I lived that way for about four years. Then I had a major relapse. It was not a slip. It was a relapse, and I didn’t, couldn’t, wouldn’t tell anyone what was really going on in my life. Instead of buying pornography, I was breaking into people’s apartments and masturbating with their pornography. My life got progressively more unmanageable over the next nine to twelve months. I finally had a scare when someone came home and caught me in their apartment. I escaped and told an AA friend what had happened. He gave me the courage to tell my wife and ‘S’ group the truth about what was going on in my life.

The problem was that I had talked about the Steps, read about the Steps, went to meetings about the Steps, but I had not actually taken them. Another friend gave me some tapes with instructions for the Steps as written in the AA Big Book. In earnest, and using the tapes and the AA Big Book, I went from Step One to Step Twelve. I had the spiritual awakening promised in Step Twelve and my life has not been the same since. Today I can do things I could not do before. I can feel things I could not feel before. And I believe things I could not believe before.

Years later, through the unseen hand of God, I found my way into SA. I feel at home with people who truly understand that lust has been my real problem all along. Contact with others is now more important than ever. Even in troubling times, like this Covid-19 pandemic, I still have the gifts of sobriety, serenity, sanity, and spirituality. I regularly attend meetings online (via Zoom) or by phone. I talk to other members of the fellowship daily. And, most importantly, I use the Steps to stay in conscious contact with God.

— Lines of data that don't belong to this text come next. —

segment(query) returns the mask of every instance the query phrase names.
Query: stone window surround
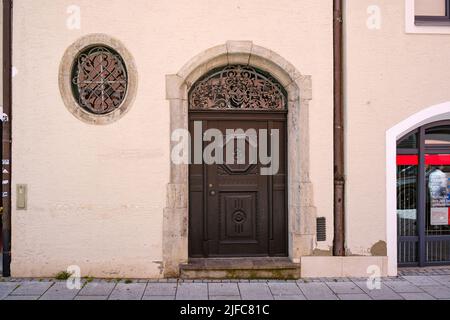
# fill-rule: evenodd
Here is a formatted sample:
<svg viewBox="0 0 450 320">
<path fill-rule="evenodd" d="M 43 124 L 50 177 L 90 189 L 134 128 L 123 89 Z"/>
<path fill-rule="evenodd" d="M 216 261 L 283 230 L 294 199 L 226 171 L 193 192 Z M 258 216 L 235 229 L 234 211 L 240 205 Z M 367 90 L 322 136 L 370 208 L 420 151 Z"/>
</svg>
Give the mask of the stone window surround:
<svg viewBox="0 0 450 320">
<path fill-rule="evenodd" d="M 300 263 L 302 256 L 313 253 L 316 244 L 316 208 L 309 178 L 311 76 L 302 75 L 277 53 L 251 41 L 229 41 L 210 48 L 194 57 L 177 74 L 166 76 L 170 130 L 188 129 L 188 93 L 191 86 L 208 71 L 232 64 L 250 65 L 270 73 L 288 93 L 289 257 L 292 262 Z M 189 260 L 188 170 L 188 165 L 171 164 L 163 221 L 165 277 L 178 276 L 180 264 Z"/>
<path fill-rule="evenodd" d="M 115 111 L 106 115 L 96 115 L 84 110 L 72 93 L 72 69 L 78 54 L 93 45 L 104 45 L 117 51 L 125 62 L 128 74 L 128 88 L 125 99 Z M 75 41 L 67 48 L 59 67 L 59 90 L 66 108 L 77 119 L 91 125 L 107 125 L 121 119 L 129 111 L 136 97 L 138 74 L 134 58 L 117 39 L 106 34 L 89 34 Z"/>
</svg>

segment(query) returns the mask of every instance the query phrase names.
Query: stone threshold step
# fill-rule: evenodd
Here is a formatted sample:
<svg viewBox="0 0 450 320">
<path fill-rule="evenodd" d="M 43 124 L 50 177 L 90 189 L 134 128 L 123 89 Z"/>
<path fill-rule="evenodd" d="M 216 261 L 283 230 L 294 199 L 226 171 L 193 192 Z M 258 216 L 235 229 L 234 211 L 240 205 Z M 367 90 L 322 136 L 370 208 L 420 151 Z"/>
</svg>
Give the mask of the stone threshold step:
<svg viewBox="0 0 450 320">
<path fill-rule="evenodd" d="M 182 279 L 298 279 L 300 265 L 288 258 L 191 259 Z"/>
</svg>

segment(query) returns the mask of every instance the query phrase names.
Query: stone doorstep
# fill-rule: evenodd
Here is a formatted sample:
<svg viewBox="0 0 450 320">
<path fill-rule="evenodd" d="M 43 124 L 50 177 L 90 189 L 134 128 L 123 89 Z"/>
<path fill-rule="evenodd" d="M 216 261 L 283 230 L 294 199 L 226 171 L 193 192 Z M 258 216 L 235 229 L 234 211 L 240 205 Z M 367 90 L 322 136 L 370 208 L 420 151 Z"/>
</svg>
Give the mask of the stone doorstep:
<svg viewBox="0 0 450 320">
<path fill-rule="evenodd" d="M 287 258 L 191 259 L 182 279 L 299 279 L 300 265 Z"/>
</svg>

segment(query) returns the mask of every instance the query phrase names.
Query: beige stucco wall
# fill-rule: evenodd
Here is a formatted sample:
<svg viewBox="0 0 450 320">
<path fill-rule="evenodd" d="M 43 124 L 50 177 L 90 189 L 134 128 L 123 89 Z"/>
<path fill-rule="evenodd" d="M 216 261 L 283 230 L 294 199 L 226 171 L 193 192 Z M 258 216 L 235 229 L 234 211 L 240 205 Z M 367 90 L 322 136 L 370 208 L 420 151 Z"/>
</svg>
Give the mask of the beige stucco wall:
<svg viewBox="0 0 450 320">
<path fill-rule="evenodd" d="M 347 247 L 368 255 L 386 241 L 386 131 L 450 100 L 450 35 L 406 34 L 404 0 L 349 0 L 346 45 Z"/>
<path fill-rule="evenodd" d="M 14 6 L 13 187 L 29 186 L 27 211 L 13 210 L 14 276 L 159 277 L 169 182 L 165 76 L 227 40 L 251 40 L 312 76 L 311 180 L 332 242 L 332 7 L 296 0 L 78 0 L 81 29 L 66 27 L 69 0 Z M 89 126 L 58 90 L 64 51 L 89 33 L 121 40 L 139 88 L 120 121 Z M 15 192 L 13 192 L 13 206 Z"/>
</svg>

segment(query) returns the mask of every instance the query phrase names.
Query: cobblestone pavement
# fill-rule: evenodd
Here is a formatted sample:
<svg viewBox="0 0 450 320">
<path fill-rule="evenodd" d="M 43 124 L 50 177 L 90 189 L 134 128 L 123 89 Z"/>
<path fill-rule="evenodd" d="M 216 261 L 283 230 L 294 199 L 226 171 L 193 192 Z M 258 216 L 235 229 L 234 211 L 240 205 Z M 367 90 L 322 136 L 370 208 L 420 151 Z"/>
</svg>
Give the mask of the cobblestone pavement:
<svg viewBox="0 0 450 320">
<path fill-rule="evenodd" d="M 404 269 L 370 290 L 367 278 L 87 280 L 0 278 L 0 300 L 450 300 L 450 268 Z"/>
</svg>

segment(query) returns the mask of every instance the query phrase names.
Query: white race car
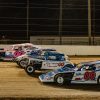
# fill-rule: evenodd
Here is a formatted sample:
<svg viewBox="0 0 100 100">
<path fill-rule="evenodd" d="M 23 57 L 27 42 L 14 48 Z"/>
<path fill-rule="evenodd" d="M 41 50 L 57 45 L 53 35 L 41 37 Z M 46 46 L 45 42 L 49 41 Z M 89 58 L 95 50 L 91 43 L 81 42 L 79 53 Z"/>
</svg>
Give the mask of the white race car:
<svg viewBox="0 0 100 100">
<path fill-rule="evenodd" d="M 100 61 L 80 63 L 76 67 L 64 67 L 39 76 L 41 82 L 100 84 Z"/>
</svg>

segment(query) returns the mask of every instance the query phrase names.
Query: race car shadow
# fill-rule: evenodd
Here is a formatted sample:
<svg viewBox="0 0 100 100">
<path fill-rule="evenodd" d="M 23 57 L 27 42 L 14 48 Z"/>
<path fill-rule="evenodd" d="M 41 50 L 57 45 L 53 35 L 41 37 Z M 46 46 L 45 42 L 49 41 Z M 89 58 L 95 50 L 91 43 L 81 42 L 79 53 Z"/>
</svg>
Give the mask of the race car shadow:
<svg viewBox="0 0 100 100">
<path fill-rule="evenodd" d="M 43 83 L 44 85 L 54 87 L 54 88 L 62 88 L 62 89 L 77 89 L 83 91 L 96 91 L 100 92 L 100 85 L 97 84 L 64 84 L 64 85 L 57 85 L 56 83 Z"/>
</svg>

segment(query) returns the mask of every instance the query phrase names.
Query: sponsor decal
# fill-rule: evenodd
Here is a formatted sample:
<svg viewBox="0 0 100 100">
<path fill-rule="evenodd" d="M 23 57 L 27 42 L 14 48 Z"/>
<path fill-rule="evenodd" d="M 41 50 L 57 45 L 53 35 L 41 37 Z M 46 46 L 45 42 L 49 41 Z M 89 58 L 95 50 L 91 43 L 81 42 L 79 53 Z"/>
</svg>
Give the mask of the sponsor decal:
<svg viewBox="0 0 100 100">
<path fill-rule="evenodd" d="M 85 72 L 85 74 L 84 74 L 84 79 L 85 80 L 94 80 L 95 77 L 96 77 L 95 72 Z"/>
<path fill-rule="evenodd" d="M 64 63 L 62 62 L 62 63 L 58 63 L 58 66 L 64 66 Z"/>
<path fill-rule="evenodd" d="M 18 56 L 21 56 L 21 55 L 23 55 L 25 52 L 23 52 L 23 51 L 15 51 L 14 52 L 14 57 L 18 57 Z"/>
</svg>

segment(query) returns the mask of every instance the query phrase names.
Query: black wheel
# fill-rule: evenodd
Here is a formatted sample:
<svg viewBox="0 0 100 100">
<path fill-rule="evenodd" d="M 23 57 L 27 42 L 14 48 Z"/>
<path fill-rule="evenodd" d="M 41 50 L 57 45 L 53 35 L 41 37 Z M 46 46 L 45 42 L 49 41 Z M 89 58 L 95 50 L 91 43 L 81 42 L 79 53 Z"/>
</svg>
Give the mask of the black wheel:
<svg viewBox="0 0 100 100">
<path fill-rule="evenodd" d="M 28 66 L 28 59 L 22 59 L 18 62 L 18 65 L 21 67 L 21 68 L 25 68 L 26 66 Z"/>
<path fill-rule="evenodd" d="M 25 71 L 27 74 L 32 75 L 35 72 L 35 67 L 28 65 L 27 67 L 25 67 Z"/>
<path fill-rule="evenodd" d="M 99 76 L 98 79 L 97 79 L 97 84 L 100 85 L 100 76 Z"/>
<path fill-rule="evenodd" d="M 63 85 L 65 83 L 65 79 L 62 74 L 57 74 L 54 80 L 58 85 Z"/>
</svg>

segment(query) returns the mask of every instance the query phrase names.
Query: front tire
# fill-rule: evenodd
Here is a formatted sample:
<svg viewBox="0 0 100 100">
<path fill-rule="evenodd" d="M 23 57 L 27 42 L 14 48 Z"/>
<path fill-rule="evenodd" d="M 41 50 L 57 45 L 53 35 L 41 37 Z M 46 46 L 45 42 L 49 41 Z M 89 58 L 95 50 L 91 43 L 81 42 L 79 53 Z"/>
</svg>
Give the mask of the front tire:
<svg viewBox="0 0 100 100">
<path fill-rule="evenodd" d="M 26 66 L 28 66 L 28 59 L 22 59 L 18 64 L 21 68 L 25 68 Z"/>
<path fill-rule="evenodd" d="M 100 76 L 97 79 L 97 84 L 100 85 Z"/>
<path fill-rule="evenodd" d="M 35 67 L 28 65 L 27 67 L 25 67 L 25 71 L 27 74 L 32 75 L 35 72 Z"/>
<path fill-rule="evenodd" d="M 56 75 L 54 80 L 58 85 L 63 85 L 65 83 L 65 79 L 61 74 Z"/>
</svg>

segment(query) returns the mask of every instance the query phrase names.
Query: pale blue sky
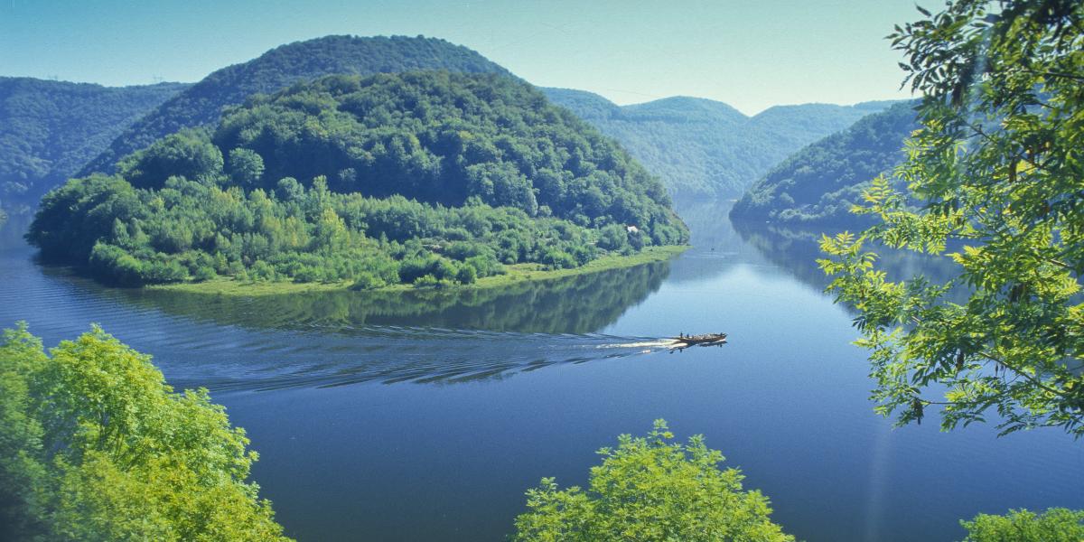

By the grace of God, the Twelve Steps, and the Fellowship, I have been sober since October 16, 1991. I have been granted progressive victory over lust, and today I have happy and joyous freedom from the need to act out sexually, from the bondage of self, and from the bondage of lust. And for all that I will never be sufficiently grateful. Today, I know that my recovery is the most important possession I have. Conscious contact with God answers all my problems today.

“Nonetheless, in spite of the questions, struggles, and confusion that we have gone through, we find that sexual sobriety is truly ‘the key to a happy and joyous freedom we could otherwise never know’” (SA 2). I believe that if you thoroughly follow the path I followed; you, too, can live in happy and joyous freedom—even during a pandemic.